Welcome to this week's FiercePharmaAsia report, which includes stories about possible Chinese buyers' bids for Johnson & Johnson's diabetes unit, a Novartis and Biocon's biosimilar deal, Keytruda-Lenvima combo's breakthrough designation in kidney cancer and more.
Johnson & Johnson’s diabetes care units LifeScan, Animas and Calibra Medical have reportedly drawn interest from potential buyers in China, including a consortium formed by Sinocare. The Chinese diabetes market is estimated to grow from $6.6 billion in 2016 to $20 billion by 2025 but has been tough for foreign companies to penetrate.
Aiming at riding the “next wave of biosimilar opportunities globally,” Novartis and Biocon have formed a partnership to develop and commercialize biosimilars in immunology and oncology. Sandoz will take North America and most of Europe, while Biocon will take care of the rest of the world. Both companies were early biosimilar players but have also faced issues over manufacturing.
Merck and Eisai’s Keytruda-Lenvima combo has nabbed the FDA’s breakthrough designation as a potential treatment for patients with advanced and/or metastatic kidney cancer. The duo posted overall response rates of 83% in the first-line setting and 50% in second-line in a phase 1b/2 last year. Now, the partners are on a sped-up path to challenge Bristol-Myers Squibb’s Opdivo.
Chinese biotech Innovent Biologics, which has a $1 billion immunotherapy alliance with Eli Lilly, is reportedly considering a $200 million IPO later this year either in Hong Kong or the U.S. An anti-PD-1 included in that deal is under review by China’s FDA. The potential IPO follows a $260 million series D in November and a proposal by Hong Kong Stock Exchange to relax its requirements for listing preprofit biotech companies.

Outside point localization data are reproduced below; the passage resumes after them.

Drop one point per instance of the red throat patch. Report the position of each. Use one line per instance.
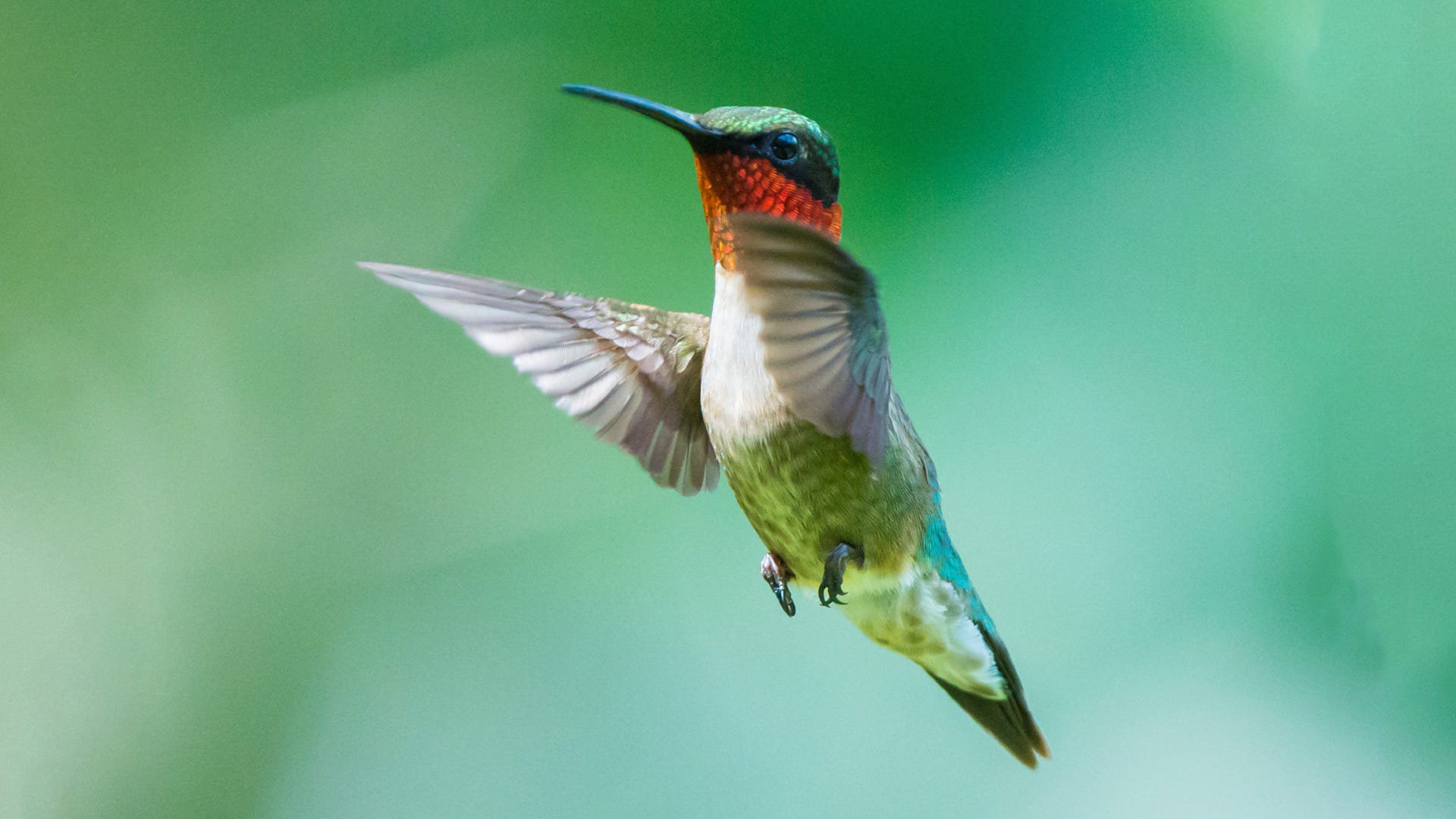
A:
(733, 184)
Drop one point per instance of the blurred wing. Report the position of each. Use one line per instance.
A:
(823, 331)
(629, 372)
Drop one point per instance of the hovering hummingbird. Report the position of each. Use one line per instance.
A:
(785, 390)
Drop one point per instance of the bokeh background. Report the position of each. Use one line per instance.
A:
(1171, 297)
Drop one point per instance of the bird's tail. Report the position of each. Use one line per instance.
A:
(1008, 719)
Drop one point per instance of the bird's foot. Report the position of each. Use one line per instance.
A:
(833, 585)
(777, 575)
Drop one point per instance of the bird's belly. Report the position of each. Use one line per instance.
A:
(805, 493)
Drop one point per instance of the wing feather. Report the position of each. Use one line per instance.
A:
(629, 372)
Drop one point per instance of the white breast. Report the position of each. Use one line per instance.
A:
(740, 400)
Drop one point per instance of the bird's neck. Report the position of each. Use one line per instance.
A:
(733, 184)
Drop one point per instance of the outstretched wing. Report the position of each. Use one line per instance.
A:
(629, 372)
(823, 333)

Sanofi Pasteur agreed to refund the Philippine government for unused Dengvaxia doses worth about $28 million. The compromise came as initial findings from two separate autopsies on children who died after receiving the dengue vaccine showed compatible patterns of death, including bleeding in vital organs consistent with severe dengue, but no causal link has been established yet.
The Indian government has put price caps on certain medical devices, prompting companies like Abbott, Boston Scientific and Medtronic to try to pull products from the market or get the ceiling raised. Statistics suggest that foreign direct investment in the country’s medtech sector has dropped 59% year on year over the first nine months of 2017.
Celltrion Chairman Seo Jeong-jin confirmed that the South Korean drugmaker will build its third plant outside of its home country. The facility’s capacity of 360,000 liters is actually more than twice what it had earlier indicated.
After Samsung BioLogics CEO Kim Tae-han raised the possibility of a fourth plant during an interview at the J.P. Morgan Healthcare Conference, its shares spiked. But the company soon moved to clarify that a plan is under review but it will depend on the outcomes of Roche and Biogen’s Alzheimer’s clinical trials that are not expected to be complete until 2019.
Medtronic sits with international brands Marriott, Delta and Zara that have been scolded by the Chinese government for listing regions like Taiwan as an independent country. Medtronic soon moved to publish a statement apologizing for “causing misunderstanding among the public.”
The FDA had previously cited three Ipca plants in a warning letter over data manipulations. The Indian company has just paid $9.65 million to acquire Pisgah Labs, an API maker based in North Calrolina that Ipca said would complement the operations of its Onyx Scientific unit in the U.K.
Honda has picked up a CE mark for its walking assistance device designed to help people who had suffered from conditions that affect mobility. The clearance follows almost 20 years of work by the car manufacturer to get the exoskeleton-style device ready for widespread use.
A recent inspection by Belgium authorities found one critical and eight major deficiencies at Inner Mongolia Changsheng Pharmaceutical. That led to the European Medicines Agency’s decision to block the amoxicillin trihydrate API produced by the company.